An All-Time Favorite: Fond Memories Of Cat’s Sno Pro 500

2010 Arctic Cat Sno Pro 500
2010 Arctic Cat Sno Pro 500

Before there were the current Blasts, EVOs, SXVenoms, ZR 200s and SnoScoots on which folks are now encouraged to transition youth riders to full-sized snowmobiles, arguably the best modern step-up sled for kids – especially kids who wanted to race! – was Arctic Cat’s Sno Pro 500. It was also an immensely fun sled full-sized adults who wanted to act like kids (like us!). We twice had a Sno Pro 5 as a demo sled and it regularly had more miles at the end of the season than snowmobiles with almost twice the horsepower.
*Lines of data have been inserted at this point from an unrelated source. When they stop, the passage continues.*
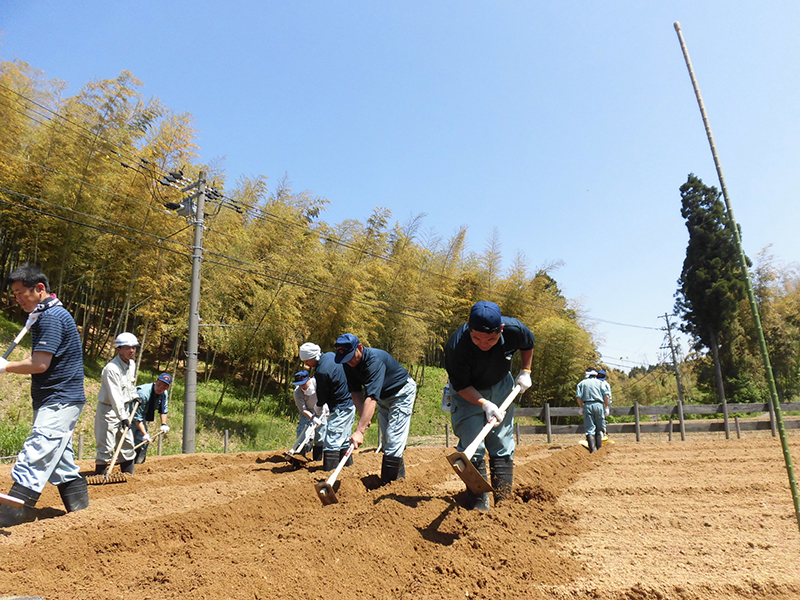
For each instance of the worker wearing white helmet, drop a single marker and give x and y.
(331, 391)
(116, 403)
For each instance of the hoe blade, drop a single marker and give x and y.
(468, 473)
(298, 460)
(11, 501)
(325, 493)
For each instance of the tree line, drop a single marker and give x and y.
(84, 180)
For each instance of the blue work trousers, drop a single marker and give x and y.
(394, 418)
(339, 427)
(468, 419)
(47, 453)
(593, 417)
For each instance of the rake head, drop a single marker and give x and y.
(103, 479)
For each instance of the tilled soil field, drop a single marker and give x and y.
(636, 521)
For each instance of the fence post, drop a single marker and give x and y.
(547, 425)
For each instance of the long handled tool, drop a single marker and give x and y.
(11, 501)
(150, 441)
(461, 461)
(17, 340)
(325, 488)
(32, 317)
(117, 477)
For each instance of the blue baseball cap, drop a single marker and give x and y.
(300, 378)
(346, 346)
(485, 317)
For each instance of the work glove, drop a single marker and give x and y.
(523, 380)
(493, 412)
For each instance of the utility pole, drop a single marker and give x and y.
(190, 393)
(674, 358)
(191, 207)
(677, 377)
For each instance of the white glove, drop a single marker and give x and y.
(523, 380)
(493, 412)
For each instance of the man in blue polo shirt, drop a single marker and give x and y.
(378, 381)
(56, 369)
(153, 397)
(332, 391)
(478, 362)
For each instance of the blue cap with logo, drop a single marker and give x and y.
(300, 378)
(346, 346)
(485, 317)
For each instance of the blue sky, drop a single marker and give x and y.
(565, 127)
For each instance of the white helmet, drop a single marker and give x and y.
(126, 339)
(309, 351)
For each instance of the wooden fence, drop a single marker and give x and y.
(677, 419)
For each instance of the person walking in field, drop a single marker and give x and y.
(478, 362)
(152, 397)
(593, 400)
(56, 369)
(601, 375)
(305, 398)
(378, 382)
(332, 392)
(115, 406)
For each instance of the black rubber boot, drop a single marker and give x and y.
(349, 462)
(330, 460)
(502, 473)
(390, 468)
(478, 501)
(10, 516)
(74, 494)
(316, 453)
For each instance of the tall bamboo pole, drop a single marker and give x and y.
(748, 284)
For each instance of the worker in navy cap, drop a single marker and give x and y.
(378, 382)
(154, 397)
(478, 362)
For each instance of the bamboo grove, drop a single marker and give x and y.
(83, 183)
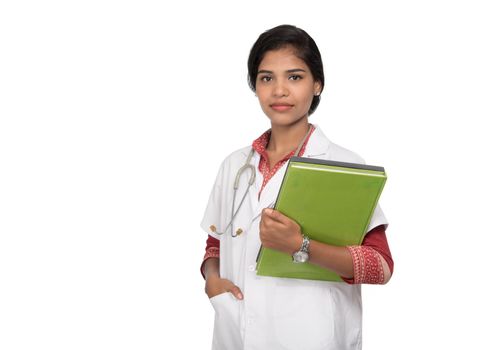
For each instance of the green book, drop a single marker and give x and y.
(333, 203)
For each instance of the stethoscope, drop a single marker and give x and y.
(251, 181)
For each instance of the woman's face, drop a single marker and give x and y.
(285, 87)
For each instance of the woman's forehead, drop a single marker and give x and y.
(281, 59)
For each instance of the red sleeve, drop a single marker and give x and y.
(212, 250)
(376, 239)
(367, 264)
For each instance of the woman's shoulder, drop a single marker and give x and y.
(339, 153)
(236, 157)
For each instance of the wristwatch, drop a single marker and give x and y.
(302, 256)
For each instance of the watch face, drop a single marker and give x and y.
(300, 257)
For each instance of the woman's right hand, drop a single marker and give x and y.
(214, 285)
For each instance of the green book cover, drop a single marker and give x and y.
(333, 203)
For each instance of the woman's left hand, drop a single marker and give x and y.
(279, 232)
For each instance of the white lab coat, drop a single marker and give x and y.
(276, 313)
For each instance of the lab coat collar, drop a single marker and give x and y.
(318, 144)
(317, 147)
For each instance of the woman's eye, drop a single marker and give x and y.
(266, 78)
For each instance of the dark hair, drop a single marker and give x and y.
(280, 37)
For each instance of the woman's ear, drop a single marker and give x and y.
(317, 88)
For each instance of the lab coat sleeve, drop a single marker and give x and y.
(213, 213)
(377, 219)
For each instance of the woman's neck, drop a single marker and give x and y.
(285, 139)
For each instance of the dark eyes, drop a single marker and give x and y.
(267, 78)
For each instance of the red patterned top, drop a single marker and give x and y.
(260, 146)
(367, 264)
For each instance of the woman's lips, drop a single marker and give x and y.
(281, 107)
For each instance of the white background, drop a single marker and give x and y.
(115, 116)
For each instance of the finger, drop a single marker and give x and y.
(274, 215)
(236, 292)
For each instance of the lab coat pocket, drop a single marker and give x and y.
(227, 322)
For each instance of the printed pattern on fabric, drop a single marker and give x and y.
(367, 265)
(210, 252)
(260, 146)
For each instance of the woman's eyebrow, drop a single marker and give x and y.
(263, 71)
(296, 70)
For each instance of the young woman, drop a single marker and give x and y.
(256, 312)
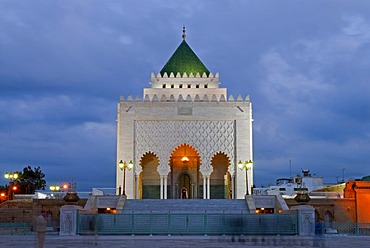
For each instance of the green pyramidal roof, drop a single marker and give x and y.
(184, 60)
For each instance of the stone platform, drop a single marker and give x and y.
(54, 241)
The following ode to the Sno Pro 500 (below) was written for the “Used Sled Shopper” department of the October 2015 issue of Snow Goer magazine. Though the “current value” stated in the sidebar box now seems a bit high almost six years later, it should be noted that these are still very popular units on the used market.
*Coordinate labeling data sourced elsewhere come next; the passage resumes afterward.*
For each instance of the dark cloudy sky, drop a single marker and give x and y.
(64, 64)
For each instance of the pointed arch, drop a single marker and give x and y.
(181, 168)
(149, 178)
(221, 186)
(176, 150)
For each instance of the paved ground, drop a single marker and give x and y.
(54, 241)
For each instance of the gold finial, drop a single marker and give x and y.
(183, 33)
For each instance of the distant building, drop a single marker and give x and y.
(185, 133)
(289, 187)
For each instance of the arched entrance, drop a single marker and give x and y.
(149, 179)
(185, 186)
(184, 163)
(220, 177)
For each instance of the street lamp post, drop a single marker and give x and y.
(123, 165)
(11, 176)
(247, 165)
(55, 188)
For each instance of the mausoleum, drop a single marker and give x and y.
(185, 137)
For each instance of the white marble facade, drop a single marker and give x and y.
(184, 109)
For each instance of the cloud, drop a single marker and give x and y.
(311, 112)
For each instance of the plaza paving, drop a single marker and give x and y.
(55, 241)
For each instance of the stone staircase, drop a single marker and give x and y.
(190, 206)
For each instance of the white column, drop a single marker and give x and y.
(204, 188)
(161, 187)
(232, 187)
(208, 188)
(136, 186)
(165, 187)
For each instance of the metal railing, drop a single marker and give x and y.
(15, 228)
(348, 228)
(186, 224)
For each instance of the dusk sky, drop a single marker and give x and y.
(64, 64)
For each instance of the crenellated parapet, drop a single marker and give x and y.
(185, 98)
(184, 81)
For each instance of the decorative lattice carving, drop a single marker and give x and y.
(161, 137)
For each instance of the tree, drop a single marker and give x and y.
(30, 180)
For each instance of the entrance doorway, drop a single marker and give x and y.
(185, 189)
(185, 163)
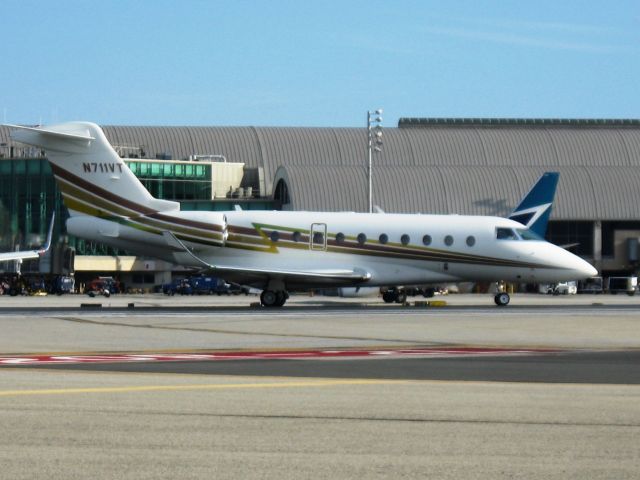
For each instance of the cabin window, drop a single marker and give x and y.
(506, 234)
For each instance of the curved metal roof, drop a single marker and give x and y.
(466, 167)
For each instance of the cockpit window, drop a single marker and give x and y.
(527, 234)
(506, 234)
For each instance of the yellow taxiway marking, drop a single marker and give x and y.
(173, 388)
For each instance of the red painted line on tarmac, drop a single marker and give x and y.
(242, 355)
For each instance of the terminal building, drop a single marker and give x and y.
(428, 165)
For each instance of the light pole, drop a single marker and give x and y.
(374, 143)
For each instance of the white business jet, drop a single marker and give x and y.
(280, 252)
(21, 255)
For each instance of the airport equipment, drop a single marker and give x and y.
(282, 251)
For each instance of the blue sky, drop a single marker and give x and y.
(325, 63)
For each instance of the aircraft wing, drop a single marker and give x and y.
(249, 276)
(28, 254)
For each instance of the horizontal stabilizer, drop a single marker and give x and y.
(534, 209)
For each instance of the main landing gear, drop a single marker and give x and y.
(502, 299)
(273, 298)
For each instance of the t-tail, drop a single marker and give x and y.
(535, 208)
(93, 179)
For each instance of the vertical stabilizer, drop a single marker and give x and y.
(93, 179)
(535, 208)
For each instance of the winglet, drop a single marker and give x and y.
(535, 208)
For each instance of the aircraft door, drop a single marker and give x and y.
(318, 237)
USED SLED SHOPPER: 2010 Arctic Cat Sno Pro 500

Nobody ever said raising kids is easy, and being the parent of a teenage snowmobiler might present a whole new host of challenges, one of those being which snowmobile he or she should ride.

It’s reasonable to assume that a kid could graduate from a Kitty Cat or 120 to a fan-cooled, leaf spring-suspended snowmobile and ride that until about the age of 15 years old when he or she is ready for the first “real” trail sled – one that is moderately powered and has a modern chassis and suspension system so the kid can go for long trail rides. Two other important criteria are reliability and affordability.

The unfortunate fact is that there haven’t been many snowmobiles manufactured in the past decade that meet all of this criteria, but there is at least one: the 2010 Sno Pro 500. The lightweight sled has a responsive engine that’s “not ridiculously powerful, so it will keep the speeds down,” said Jim Hamel, sales manager at Livingston’s Arctic Cat in Hillsboro, New Hampshire. “They handle fantastic. They’re light. Anybody can get on that thing and go,” he said.

The half-liter Sno Pro was built on the same tubular, chrome-moly frame that Team Arctic racers had driven on snocross and cross-country courses since 2008. Finally for 2010, Arctic Cat expanded the Sno Pro racing chassis so anyone – not just people who had impressive race resumes – could buy it, and the Sno Pro 500 was born.

It’s powered by a twin-cylinder, fuel-injected Suzuki engine that has crisp acceleration in the low- and mid-range, and it has enough torque to lighten the skis over small moguls. This non-variable exhaust valve engine has powered a variety of entry-level Cat models since 2004 when it debuted in the Sabercat. Arctic Cat rates it at 85 hp, and it’s generally bulletproof against mechanical breakdowns, but 2010 Sno Pro 500s were known to load up on fuel if allowed to idle for more than a few seconds. Arctic Cat issued a service bulletin that re-programmed the engine control unit for better run quality.

The 2010 Sno Pro had the unique Progressive Steering System that was designed to reduce feedback from the trail and help the skis track straight through snow, especially when under load during suspension compression events. The low-tech system uses an exhaust spring on each spindle so the spindle can “float” within the ski saddle while letting the ski keel stay true to its line without washing back and forth. 

Since the model was built on a race chassis and it has many race-spec features, probability is high that many 2010 Sno Pro 500s on the used market were used in competition, especially in regions where snowmobile racing is popular. In fact, Arctic Cat even designed a throttle block and ECU re-program kit that limited performance so these machines could be used by racers in the 8- to 14-year-old classes.

Racing typically translates to a hard life for a machine, but some retired race sleds will be a diamond in the rough thanks to the regular maintenance and repair they received during their career. Look for bolts that were drilled out to accept safety wire and excessive wear to the running boards and foot wells. The chassis is historically tough, durable and tight, but check for unreasonable ski play and worn bushings in the front suspension.

Suggested modifications are hand guards for better wind protection and a front bumper not only to protect the front end, but also to provide a grab handle for lifting and maneuvering the sled.